Konstantin came to an abrupt halt and shoved me back into the room. “Change and shower. I'll meet you at Lady Milana's quarters.”
Chapter Twenty-Seven
After searching Lady Milana's bedchambers for over an hour, I was ready to give up. No secret stash had been found, nor anything else that was useful to our investigation.
Then Konstantin got frustrated, and his frustration was a bit more . . . aggressive than mine.
He'd been searching the Lady's wardrobe—a standing armoire, similar to the path to Narnia. And just like that wardrobe of human fantasy, this one had a false back. It didn't lead to another world, but when Kon smacked his fist on it in annoyance, it opened to reveal something nearly as exciting.
“You found it!” I rushed over to him and peered into the space beyond the open panel.
Konstantin removed several boxes of jewelry, a stack of letters, and a book. He passed everything to me, and I took them to the bed, spreading them on the comforter as he continued to feel around in the space for anything he could have missed.
“That's it,” he said. “Oh, wait.” He pulled one last thing out and scowled at it. “Do you think this was deliberately hidden or accidentally shed?” He lifted the item for me to see it—a white feather.
“She'd have to be in swan form to shed it, and I doubt she was hiding things as a swan.” Something tickled my mind, something about that feather, but I couldn't place it.
“Huh.” Konstantin squished his face at the feather as he stepped over to the bed and took a seat across the hoard from me, then set it down beside the other items. “What have we got?”
I had immediately opened the book, hoping it was the birth records that Timofey had stolen, but although it was full of handwriting, there were no births recorded. “There are times and dates recorded in this, but they're not birth records. I'm not sure what this is.” I set the book down. “I suppose Milana could have been killed for her jewels, but that doesn't tie in with the other murders. You want to search the book or the letters?”
“I'll take the book since you're already baffled by it.”
I stuck my tongue out at him as I handed over the book.
“Don't point that thing at me unless you're going to use it,” he teased.
Then we got to work. As Konstantin flipped through the leather-bound volume, I untied the ribbon that held the letters together and started reading. Within a single paragraph, it became clear what type of letters they were.

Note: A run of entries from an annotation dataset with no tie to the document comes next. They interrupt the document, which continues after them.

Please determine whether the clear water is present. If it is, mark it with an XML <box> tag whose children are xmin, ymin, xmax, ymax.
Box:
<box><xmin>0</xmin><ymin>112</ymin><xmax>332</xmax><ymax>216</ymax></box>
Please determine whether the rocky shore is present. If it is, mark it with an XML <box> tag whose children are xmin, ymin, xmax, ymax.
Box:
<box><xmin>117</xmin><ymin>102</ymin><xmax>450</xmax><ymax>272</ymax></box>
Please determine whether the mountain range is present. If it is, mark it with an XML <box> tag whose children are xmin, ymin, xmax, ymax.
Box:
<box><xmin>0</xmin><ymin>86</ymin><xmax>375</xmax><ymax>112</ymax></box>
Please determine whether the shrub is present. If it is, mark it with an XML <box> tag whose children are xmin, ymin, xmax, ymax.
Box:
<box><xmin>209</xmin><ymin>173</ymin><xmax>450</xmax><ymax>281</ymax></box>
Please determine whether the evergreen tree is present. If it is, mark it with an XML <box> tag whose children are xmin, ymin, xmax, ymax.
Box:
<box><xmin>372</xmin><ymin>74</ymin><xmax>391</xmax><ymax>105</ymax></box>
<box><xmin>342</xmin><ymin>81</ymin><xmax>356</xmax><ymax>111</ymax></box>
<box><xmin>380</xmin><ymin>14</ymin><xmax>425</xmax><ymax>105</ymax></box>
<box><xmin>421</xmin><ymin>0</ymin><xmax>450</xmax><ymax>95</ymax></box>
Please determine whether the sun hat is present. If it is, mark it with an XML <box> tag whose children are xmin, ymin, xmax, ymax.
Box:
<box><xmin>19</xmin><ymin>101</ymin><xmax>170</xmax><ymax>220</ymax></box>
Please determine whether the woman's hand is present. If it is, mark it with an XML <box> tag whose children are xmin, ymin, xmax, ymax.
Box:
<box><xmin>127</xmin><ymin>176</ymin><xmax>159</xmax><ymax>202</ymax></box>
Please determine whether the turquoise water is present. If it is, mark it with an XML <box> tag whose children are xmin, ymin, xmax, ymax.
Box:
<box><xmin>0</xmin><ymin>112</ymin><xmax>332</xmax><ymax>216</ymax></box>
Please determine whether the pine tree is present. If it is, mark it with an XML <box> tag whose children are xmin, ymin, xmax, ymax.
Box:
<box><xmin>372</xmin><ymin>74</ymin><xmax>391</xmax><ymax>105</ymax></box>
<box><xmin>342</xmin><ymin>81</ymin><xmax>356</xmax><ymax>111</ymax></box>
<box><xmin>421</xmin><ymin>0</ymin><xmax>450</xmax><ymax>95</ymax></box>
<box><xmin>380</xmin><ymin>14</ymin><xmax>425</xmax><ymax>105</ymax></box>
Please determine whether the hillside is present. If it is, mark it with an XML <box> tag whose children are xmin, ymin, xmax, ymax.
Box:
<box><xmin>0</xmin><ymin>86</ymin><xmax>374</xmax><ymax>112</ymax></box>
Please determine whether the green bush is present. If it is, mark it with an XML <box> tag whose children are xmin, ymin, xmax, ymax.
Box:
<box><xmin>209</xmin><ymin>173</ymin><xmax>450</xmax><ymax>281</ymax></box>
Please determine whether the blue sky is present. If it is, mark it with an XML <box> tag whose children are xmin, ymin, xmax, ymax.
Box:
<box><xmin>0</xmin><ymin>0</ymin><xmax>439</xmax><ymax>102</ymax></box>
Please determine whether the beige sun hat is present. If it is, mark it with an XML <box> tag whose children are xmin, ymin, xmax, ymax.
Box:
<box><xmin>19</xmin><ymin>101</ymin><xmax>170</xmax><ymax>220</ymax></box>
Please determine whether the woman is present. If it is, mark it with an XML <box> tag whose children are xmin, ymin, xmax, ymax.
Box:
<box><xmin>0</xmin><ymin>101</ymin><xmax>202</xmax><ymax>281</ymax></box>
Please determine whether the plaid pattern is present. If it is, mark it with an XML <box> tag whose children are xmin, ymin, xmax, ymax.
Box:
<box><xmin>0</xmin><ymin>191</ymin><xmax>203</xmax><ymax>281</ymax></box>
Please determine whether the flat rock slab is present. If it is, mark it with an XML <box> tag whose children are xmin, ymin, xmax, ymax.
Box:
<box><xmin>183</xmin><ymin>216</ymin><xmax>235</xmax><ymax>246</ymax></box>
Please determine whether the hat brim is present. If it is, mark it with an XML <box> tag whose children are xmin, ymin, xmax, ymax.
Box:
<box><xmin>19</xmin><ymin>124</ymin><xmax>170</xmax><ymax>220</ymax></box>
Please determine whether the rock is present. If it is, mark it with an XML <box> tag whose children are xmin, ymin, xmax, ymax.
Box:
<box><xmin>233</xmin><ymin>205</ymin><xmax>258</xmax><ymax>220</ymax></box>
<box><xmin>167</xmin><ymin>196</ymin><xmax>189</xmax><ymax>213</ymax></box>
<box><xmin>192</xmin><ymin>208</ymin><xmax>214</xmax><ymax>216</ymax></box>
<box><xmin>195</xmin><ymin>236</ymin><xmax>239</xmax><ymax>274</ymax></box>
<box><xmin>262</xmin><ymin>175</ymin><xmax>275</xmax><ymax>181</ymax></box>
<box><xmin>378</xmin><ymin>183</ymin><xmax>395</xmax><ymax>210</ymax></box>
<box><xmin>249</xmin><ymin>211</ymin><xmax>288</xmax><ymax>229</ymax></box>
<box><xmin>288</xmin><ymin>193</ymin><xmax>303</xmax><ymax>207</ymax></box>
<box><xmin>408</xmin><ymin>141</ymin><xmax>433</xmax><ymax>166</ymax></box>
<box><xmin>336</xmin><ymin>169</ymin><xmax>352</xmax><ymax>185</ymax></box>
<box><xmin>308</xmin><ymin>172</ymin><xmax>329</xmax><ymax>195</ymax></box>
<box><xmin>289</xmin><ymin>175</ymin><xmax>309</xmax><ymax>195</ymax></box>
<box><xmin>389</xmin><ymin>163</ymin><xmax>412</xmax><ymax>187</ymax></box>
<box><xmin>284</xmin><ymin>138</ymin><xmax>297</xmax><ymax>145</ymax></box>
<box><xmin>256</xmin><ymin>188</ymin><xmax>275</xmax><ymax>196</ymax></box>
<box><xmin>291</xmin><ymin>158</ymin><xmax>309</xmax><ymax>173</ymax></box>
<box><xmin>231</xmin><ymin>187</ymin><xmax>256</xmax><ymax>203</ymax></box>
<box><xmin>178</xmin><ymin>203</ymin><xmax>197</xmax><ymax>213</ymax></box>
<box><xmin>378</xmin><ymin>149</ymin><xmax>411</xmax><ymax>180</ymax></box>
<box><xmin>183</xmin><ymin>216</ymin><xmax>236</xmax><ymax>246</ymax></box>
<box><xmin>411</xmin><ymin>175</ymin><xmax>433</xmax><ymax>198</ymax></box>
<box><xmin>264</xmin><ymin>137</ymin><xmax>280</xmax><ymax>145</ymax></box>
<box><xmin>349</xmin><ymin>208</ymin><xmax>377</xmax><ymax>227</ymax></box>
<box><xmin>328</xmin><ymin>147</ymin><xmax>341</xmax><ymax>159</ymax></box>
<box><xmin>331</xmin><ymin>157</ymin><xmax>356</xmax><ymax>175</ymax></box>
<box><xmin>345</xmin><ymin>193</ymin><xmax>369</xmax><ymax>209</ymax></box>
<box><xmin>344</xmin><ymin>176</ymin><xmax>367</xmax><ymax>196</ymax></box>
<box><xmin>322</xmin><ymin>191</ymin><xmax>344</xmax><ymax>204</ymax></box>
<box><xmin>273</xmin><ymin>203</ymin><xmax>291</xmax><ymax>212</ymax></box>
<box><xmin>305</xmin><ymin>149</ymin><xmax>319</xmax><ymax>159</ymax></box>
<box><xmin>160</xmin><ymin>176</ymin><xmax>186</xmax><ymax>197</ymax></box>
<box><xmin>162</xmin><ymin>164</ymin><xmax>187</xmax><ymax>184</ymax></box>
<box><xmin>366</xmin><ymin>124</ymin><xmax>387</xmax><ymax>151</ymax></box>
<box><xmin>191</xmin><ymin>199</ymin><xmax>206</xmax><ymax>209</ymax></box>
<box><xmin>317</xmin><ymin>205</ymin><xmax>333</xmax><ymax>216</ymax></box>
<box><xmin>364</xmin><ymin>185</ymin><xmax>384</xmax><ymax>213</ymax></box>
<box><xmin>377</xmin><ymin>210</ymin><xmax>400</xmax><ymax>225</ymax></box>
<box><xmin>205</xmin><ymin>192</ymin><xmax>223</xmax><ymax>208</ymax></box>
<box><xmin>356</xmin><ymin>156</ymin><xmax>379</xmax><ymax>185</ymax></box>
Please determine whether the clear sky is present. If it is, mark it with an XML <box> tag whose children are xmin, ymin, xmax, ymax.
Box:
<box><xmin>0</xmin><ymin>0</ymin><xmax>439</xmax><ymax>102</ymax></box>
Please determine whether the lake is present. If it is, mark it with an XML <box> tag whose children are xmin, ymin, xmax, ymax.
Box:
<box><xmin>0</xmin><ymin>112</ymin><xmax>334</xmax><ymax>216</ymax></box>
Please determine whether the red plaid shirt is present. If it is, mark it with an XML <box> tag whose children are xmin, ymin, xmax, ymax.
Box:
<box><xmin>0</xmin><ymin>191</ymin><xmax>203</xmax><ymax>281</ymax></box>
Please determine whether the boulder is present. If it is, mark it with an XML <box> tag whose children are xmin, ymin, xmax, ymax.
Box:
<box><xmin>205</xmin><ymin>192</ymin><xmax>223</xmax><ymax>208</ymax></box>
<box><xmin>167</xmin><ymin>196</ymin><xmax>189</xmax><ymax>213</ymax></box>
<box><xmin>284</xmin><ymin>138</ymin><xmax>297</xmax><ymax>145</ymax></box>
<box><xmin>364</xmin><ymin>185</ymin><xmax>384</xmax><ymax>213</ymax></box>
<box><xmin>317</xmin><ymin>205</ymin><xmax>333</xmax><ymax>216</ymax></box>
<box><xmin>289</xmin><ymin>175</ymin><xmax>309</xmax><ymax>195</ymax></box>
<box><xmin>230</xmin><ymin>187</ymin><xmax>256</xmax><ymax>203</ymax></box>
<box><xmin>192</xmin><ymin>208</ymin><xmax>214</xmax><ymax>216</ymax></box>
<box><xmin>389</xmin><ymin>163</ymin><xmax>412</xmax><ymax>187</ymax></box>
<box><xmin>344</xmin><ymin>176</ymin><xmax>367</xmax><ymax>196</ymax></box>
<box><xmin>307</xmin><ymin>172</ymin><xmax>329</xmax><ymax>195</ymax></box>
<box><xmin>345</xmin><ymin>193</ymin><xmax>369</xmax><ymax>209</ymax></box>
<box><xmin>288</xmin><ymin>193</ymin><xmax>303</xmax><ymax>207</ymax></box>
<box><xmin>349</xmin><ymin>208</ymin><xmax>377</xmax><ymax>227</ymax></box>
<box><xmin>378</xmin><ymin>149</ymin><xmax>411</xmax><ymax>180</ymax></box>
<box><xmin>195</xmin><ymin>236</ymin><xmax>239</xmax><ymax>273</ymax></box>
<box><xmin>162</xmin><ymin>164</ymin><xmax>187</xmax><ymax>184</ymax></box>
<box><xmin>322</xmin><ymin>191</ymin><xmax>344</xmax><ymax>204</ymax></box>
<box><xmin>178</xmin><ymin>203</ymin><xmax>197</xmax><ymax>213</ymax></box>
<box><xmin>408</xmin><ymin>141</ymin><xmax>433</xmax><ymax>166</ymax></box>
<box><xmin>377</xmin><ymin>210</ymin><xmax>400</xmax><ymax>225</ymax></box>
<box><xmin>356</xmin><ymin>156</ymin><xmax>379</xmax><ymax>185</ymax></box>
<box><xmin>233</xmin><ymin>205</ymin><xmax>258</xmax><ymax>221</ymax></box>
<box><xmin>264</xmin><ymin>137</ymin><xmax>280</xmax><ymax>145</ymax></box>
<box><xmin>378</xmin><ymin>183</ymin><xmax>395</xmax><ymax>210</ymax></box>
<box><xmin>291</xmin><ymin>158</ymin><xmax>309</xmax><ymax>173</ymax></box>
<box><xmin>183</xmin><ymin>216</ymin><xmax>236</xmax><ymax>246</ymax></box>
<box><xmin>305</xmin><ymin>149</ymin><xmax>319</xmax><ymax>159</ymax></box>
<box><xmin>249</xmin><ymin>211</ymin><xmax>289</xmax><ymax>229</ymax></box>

I set the stack down after flipping through them. “Love letters. All signed with the initial S.”
“So, she wasn't sleeping with Timofey,” Kon said absently.
“Apparently not. Anything useful in there?” I nodded toward the book.

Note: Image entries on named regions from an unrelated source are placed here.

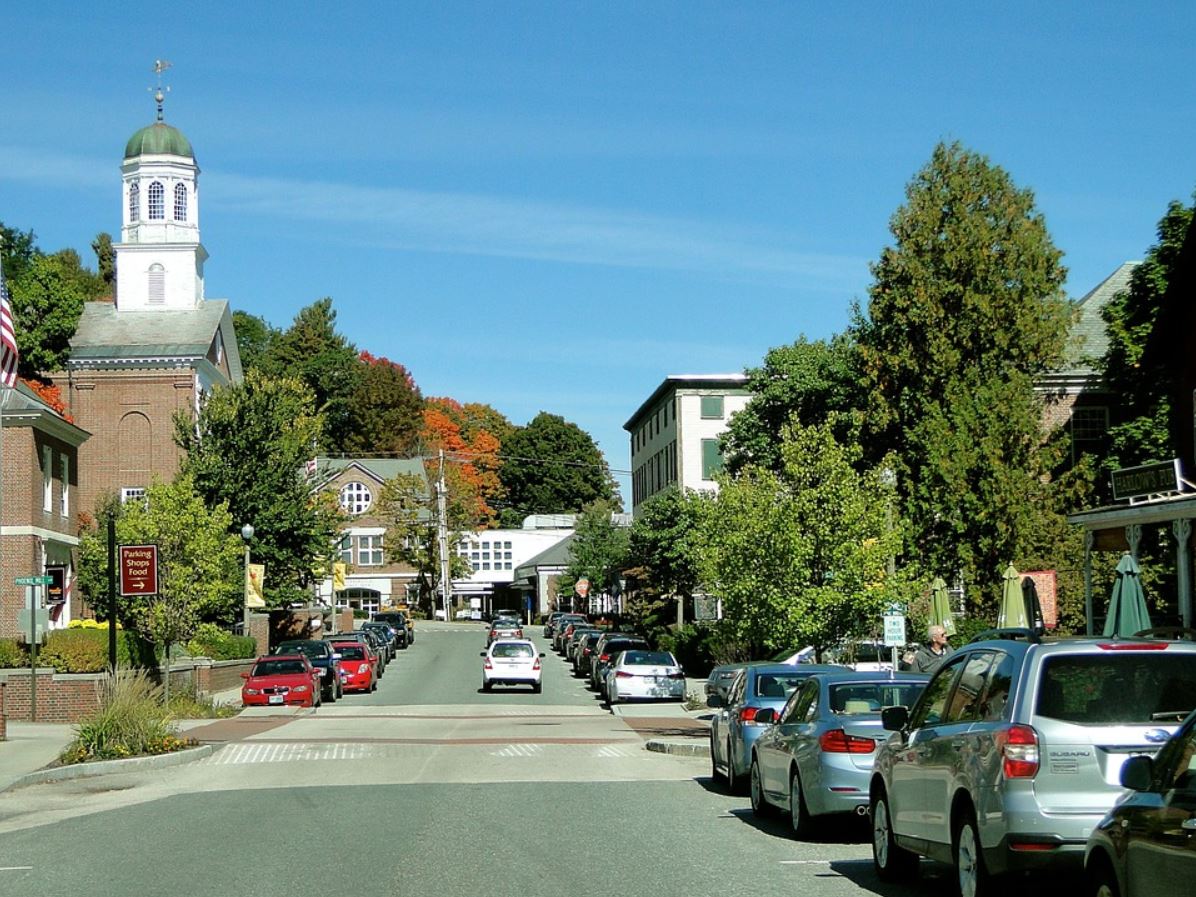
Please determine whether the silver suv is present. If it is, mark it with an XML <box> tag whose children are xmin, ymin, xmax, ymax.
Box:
<box><xmin>869</xmin><ymin>630</ymin><xmax>1196</xmax><ymax>897</ymax></box>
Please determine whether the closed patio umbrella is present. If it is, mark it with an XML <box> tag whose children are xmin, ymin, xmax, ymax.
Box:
<box><xmin>928</xmin><ymin>576</ymin><xmax>956</xmax><ymax>635</ymax></box>
<box><xmin>1104</xmin><ymin>553</ymin><xmax>1151</xmax><ymax>637</ymax></box>
<box><xmin>996</xmin><ymin>563</ymin><xmax>1033</xmax><ymax>629</ymax></box>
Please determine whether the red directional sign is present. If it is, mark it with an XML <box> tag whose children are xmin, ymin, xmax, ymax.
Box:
<box><xmin>118</xmin><ymin>545</ymin><xmax>158</xmax><ymax>598</ymax></box>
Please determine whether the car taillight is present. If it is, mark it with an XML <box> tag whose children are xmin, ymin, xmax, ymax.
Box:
<box><xmin>1001</xmin><ymin>726</ymin><xmax>1038</xmax><ymax>779</ymax></box>
<box><xmin>818</xmin><ymin>728</ymin><xmax>877</xmax><ymax>753</ymax></box>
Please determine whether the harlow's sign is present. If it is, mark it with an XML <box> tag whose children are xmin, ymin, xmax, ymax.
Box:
<box><xmin>1112</xmin><ymin>458</ymin><xmax>1183</xmax><ymax>501</ymax></box>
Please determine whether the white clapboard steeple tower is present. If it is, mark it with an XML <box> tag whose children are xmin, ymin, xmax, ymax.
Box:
<box><xmin>114</xmin><ymin>60</ymin><xmax>208</xmax><ymax>311</ymax></box>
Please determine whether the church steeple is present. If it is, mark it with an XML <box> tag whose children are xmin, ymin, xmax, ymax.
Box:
<box><xmin>115</xmin><ymin>60</ymin><xmax>208</xmax><ymax>310</ymax></box>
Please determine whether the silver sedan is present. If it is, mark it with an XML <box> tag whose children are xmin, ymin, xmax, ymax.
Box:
<box><xmin>750</xmin><ymin>672</ymin><xmax>930</xmax><ymax>837</ymax></box>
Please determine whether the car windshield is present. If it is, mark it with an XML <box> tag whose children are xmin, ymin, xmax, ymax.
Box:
<box><xmin>623</xmin><ymin>651</ymin><xmax>676</xmax><ymax>666</ymax></box>
<box><xmin>254</xmin><ymin>659</ymin><xmax>307</xmax><ymax>676</ymax></box>
<box><xmin>1036</xmin><ymin>651</ymin><xmax>1196</xmax><ymax>726</ymax></box>
<box><xmin>829</xmin><ymin>682</ymin><xmax>926</xmax><ymax>714</ymax></box>
<box><xmin>490</xmin><ymin>642</ymin><xmax>536</xmax><ymax>657</ymax></box>
<box><xmin>756</xmin><ymin>673</ymin><xmax>806</xmax><ymax>698</ymax></box>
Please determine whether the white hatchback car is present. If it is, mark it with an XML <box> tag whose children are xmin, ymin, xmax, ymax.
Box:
<box><xmin>481</xmin><ymin>639</ymin><xmax>544</xmax><ymax>694</ymax></box>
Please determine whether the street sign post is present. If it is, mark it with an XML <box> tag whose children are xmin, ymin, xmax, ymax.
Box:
<box><xmin>117</xmin><ymin>545</ymin><xmax>158</xmax><ymax>598</ymax></box>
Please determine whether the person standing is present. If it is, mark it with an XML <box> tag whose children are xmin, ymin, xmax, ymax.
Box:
<box><xmin>911</xmin><ymin>624</ymin><xmax>951</xmax><ymax>672</ymax></box>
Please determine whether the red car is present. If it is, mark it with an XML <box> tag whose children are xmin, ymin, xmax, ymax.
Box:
<box><xmin>240</xmin><ymin>654</ymin><xmax>321</xmax><ymax>707</ymax></box>
<box><xmin>332</xmin><ymin>641</ymin><xmax>378</xmax><ymax>691</ymax></box>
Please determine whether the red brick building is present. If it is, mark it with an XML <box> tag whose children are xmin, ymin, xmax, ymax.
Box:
<box><xmin>0</xmin><ymin>383</ymin><xmax>89</xmax><ymax>639</ymax></box>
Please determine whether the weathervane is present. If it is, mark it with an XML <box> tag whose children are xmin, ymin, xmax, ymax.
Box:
<box><xmin>146</xmin><ymin>59</ymin><xmax>171</xmax><ymax>121</ymax></box>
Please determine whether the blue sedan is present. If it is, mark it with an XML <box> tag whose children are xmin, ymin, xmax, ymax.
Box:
<box><xmin>751</xmin><ymin>671</ymin><xmax>930</xmax><ymax>837</ymax></box>
<box><xmin>706</xmin><ymin>660</ymin><xmax>847</xmax><ymax>794</ymax></box>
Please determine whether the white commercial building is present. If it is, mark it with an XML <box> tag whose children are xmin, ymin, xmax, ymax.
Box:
<box><xmin>623</xmin><ymin>373</ymin><xmax>751</xmax><ymax>513</ymax></box>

“I'm not sure. It's a military log.”
“A military log?”
“A record of the castle guard.” He flipped to the front page and read, “Larch Castle Security Log, 1988.”

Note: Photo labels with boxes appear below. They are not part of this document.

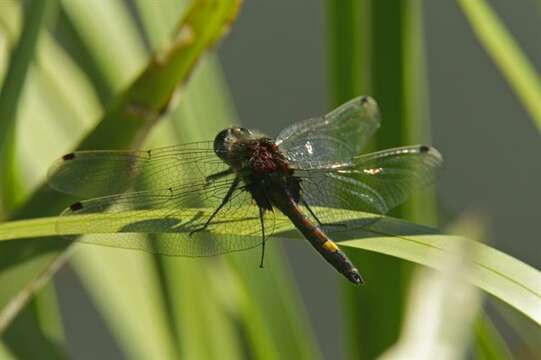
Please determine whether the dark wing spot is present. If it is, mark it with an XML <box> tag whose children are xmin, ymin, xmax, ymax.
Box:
<box><xmin>70</xmin><ymin>201</ymin><xmax>83</xmax><ymax>211</ymax></box>
<box><xmin>62</xmin><ymin>153</ymin><xmax>75</xmax><ymax>161</ymax></box>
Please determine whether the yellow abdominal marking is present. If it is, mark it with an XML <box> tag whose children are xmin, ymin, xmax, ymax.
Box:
<box><xmin>322</xmin><ymin>240</ymin><xmax>338</xmax><ymax>252</ymax></box>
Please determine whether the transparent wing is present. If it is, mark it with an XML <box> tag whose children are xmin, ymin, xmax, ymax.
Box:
<box><xmin>48</xmin><ymin>142</ymin><xmax>217</xmax><ymax>198</ymax></box>
<box><xmin>295</xmin><ymin>145</ymin><xmax>443</xmax><ymax>228</ymax></box>
<box><xmin>57</xmin><ymin>175</ymin><xmax>274</xmax><ymax>256</ymax></box>
<box><xmin>276</xmin><ymin>96</ymin><xmax>380</xmax><ymax>169</ymax></box>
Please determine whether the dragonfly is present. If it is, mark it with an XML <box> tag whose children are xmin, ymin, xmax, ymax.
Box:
<box><xmin>48</xmin><ymin>96</ymin><xmax>443</xmax><ymax>284</ymax></box>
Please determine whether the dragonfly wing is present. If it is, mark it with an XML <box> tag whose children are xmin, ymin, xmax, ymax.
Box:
<box><xmin>276</xmin><ymin>96</ymin><xmax>380</xmax><ymax>168</ymax></box>
<box><xmin>295</xmin><ymin>145</ymin><xmax>443</xmax><ymax>228</ymax></box>
<box><xmin>48</xmin><ymin>142</ymin><xmax>217</xmax><ymax>198</ymax></box>
<box><xmin>57</xmin><ymin>175</ymin><xmax>274</xmax><ymax>256</ymax></box>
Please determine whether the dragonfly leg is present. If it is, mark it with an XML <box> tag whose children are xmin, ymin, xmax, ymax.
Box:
<box><xmin>190</xmin><ymin>176</ymin><xmax>240</xmax><ymax>236</ymax></box>
<box><xmin>259</xmin><ymin>207</ymin><xmax>265</xmax><ymax>269</ymax></box>
<box><xmin>301</xmin><ymin>199</ymin><xmax>347</xmax><ymax>227</ymax></box>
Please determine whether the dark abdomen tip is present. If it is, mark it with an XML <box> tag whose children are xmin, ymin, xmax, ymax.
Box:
<box><xmin>70</xmin><ymin>201</ymin><xmax>83</xmax><ymax>211</ymax></box>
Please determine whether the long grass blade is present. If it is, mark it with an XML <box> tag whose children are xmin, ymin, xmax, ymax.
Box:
<box><xmin>458</xmin><ymin>0</ymin><xmax>541</xmax><ymax>131</ymax></box>
<box><xmin>0</xmin><ymin>209</ymin><xmax>541</xmax><ymax>324</ymax></box>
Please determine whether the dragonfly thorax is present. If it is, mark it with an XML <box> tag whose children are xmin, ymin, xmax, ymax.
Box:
<box><xmin>214</xmin><ymin>128</ymin><xmax>289</xmax><ymax>175</ymax></box>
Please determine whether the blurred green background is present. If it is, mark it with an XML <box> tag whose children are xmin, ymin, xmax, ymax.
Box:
<box><xmin>0</xmin><ymin>0</ymin><xmax>541</xmax><ymax>359</ymax></box>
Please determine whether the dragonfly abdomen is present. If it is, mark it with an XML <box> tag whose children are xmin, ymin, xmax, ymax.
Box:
<box><xmin>271</xmin><ymin>191</ymin><xmax>363</xmax><ymax>284</ymax></box>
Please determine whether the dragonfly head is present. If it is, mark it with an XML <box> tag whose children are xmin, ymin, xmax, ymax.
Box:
<box><xmin>214</xmin><ymin>127</ymin><xmax>261</xmax><ymax>163</ymax></box>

I grimaced at myself for not catching that. Then I realized what he'd said. “1988?”
“Yes, why?”
“That was the year I was brought here. The year my village was attacked.”
Konstantin went still, staring at me intensely before flipping the book open again. “What was the name of your village?”
“I don't know.”
“You don't know where you were born?”
“I was four, Kon. And I never asked Niko. Neither of us wanted to talk about it.”
“Mikhail, there is only one page bookmarked in this log.” He pulled out a ribbon and turned the book to face me. “May 7th, 1988. Look at this.” He pointed to an entry.